A report, published by Research and Markets, an American-based specialist in business analysis, has singled out rail freight as a significant area of commercial growth in the next five years. The report suggest that the global rail freight transport market was valued at 247.39 billion US Dollars in 2020, and anticipates a compound annual growth rate (CAGR) of around two per cent over the period 2021-2026. That makes rail freight a significant part of global economic recovery, and has investors taking note.
Global market trends
The report’s authors, Research and Markets, one of the world’s largest specialists in business analysts, have taken a world view of the rail freight sector, with a review of their domestic market in the first instance. “North America leads the global rail freight market”, says the company’s senior press manager Laura Wood. “Asia-Pacific is expected to overtake North America during the forecast period. Moreover, the rise in global trade and various trade agreements are boosting the global trade flows.”
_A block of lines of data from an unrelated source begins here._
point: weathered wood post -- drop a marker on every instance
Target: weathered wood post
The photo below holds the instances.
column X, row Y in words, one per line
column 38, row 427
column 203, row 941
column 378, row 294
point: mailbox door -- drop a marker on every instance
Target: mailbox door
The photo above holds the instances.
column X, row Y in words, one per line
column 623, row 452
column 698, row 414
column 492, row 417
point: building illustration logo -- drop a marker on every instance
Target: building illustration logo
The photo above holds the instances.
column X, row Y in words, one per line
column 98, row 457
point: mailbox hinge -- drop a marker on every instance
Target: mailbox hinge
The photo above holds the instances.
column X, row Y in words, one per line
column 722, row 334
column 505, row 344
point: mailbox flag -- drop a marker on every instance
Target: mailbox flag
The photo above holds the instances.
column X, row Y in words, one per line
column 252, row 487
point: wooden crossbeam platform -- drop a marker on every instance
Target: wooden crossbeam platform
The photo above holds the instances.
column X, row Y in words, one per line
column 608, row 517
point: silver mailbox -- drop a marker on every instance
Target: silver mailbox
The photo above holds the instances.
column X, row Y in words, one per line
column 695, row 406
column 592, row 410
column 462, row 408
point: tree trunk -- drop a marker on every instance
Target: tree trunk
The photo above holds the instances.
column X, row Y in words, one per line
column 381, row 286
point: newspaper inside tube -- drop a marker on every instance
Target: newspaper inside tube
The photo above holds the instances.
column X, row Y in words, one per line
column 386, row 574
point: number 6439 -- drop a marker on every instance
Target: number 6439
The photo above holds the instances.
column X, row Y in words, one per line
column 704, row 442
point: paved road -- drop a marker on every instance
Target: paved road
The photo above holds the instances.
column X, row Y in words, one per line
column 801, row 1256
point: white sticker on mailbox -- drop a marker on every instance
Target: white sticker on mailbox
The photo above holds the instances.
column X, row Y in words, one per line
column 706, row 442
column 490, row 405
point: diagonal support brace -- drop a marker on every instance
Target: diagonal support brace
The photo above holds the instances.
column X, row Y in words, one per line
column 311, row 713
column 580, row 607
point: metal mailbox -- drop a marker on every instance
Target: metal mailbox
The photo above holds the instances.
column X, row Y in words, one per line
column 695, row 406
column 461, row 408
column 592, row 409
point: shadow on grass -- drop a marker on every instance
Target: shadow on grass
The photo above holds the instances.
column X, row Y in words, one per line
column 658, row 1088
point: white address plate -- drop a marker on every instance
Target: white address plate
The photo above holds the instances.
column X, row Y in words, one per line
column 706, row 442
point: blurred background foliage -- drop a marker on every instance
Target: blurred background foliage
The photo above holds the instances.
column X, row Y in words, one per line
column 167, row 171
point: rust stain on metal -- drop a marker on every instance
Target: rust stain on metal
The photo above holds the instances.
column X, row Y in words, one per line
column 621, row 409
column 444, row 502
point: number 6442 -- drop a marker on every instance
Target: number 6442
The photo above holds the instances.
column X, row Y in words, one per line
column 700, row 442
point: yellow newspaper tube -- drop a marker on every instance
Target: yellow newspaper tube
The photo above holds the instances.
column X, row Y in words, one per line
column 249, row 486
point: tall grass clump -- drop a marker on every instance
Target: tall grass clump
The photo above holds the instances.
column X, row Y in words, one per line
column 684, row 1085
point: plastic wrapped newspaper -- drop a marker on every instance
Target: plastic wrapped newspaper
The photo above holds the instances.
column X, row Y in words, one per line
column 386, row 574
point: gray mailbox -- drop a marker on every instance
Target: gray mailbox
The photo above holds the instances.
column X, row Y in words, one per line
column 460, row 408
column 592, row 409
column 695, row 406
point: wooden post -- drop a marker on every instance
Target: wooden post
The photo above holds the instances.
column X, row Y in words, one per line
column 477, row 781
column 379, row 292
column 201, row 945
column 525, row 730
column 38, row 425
While North America remains a mainstay of rail freight – typically moving three to four times as much market share by rail compared to European markets – the surge in rail is anticipated in Asian markets – such as the recently announced Indian initiative by Maersk. Clearly, the New Silk Road, facilitated by China’s Belt and Road initiative is a significant factor behind that expected Asia-Pacific growth.
Traditionally, North America’s freight-orientated railroad system has benefitted from a significant share of non-containerised cargo and liquid bulk, notably oil deliveries. However, according to the report, more boxed cargo is finding its way on to the rails, eroding the dominant position of long-distance trucking. “The growth of intermodal transport is boosting the transport of containerised cargo”, says Research and Markets. “Intermodal cargo is estimated to witness high growth over the forecast period.”
The report examines the longer-term returns investors can expect from rail freight, noting that average tonnage per train is up by 80 per cent in the last decade. That is a trend boosted by significantly heavier operations in North America and in specialist markets, such as bulk raw materials in Austrailia, where trains of several kilometres have become commonplace. “Rail freight companies continue to invest and reduce costs for customers”, says the report statement. “When shipping by rail, the lower interest costs for the tied-up capital partly cover the higher transportation costs, making rail freight a very cost-efficient shipping alternative.”
Increased economic integration
While rail freight can play a role in globalisation, the report notes that in many regions, rail freight is a factor in developing local economies. “In some regions of Central Asia, Eastern Europe, South Asia, Southeast Asia, and Sub-Saharan Africa characterised by groupings of many small countries, rail freight can increase economic integration by providing access to international and regional markets and connecting landlocked countries”, it says.
However, the report offers some caution to would-be investors, noting that the sector does not have the logistics field to itself. “The rail freight transport market is moderately consolidated in nature, with a mix of global and local players”, it says. “According to industry sources, the rail industry is facing huge competition from road and air.”
Nevertheless, factors such as the global pandemic and climate change legislation are working in favour of rail freight. “The COVID-19 crisis has resulted in the shortage of truck drivers, restriction on sea and air transport in many countries and regions”, says the report. “The cost of transportation through truck, sea or air has sharply risen as compared to rail freight costs. This has made the shift to rail fright a supply chain advantage.”
The report cites diverse sources including French national operator SNCF and Japan Freight Railway Company. Also among the contributors are DB Cargo and Geneese and Wyoming, the parent company of Freightliner in the UK.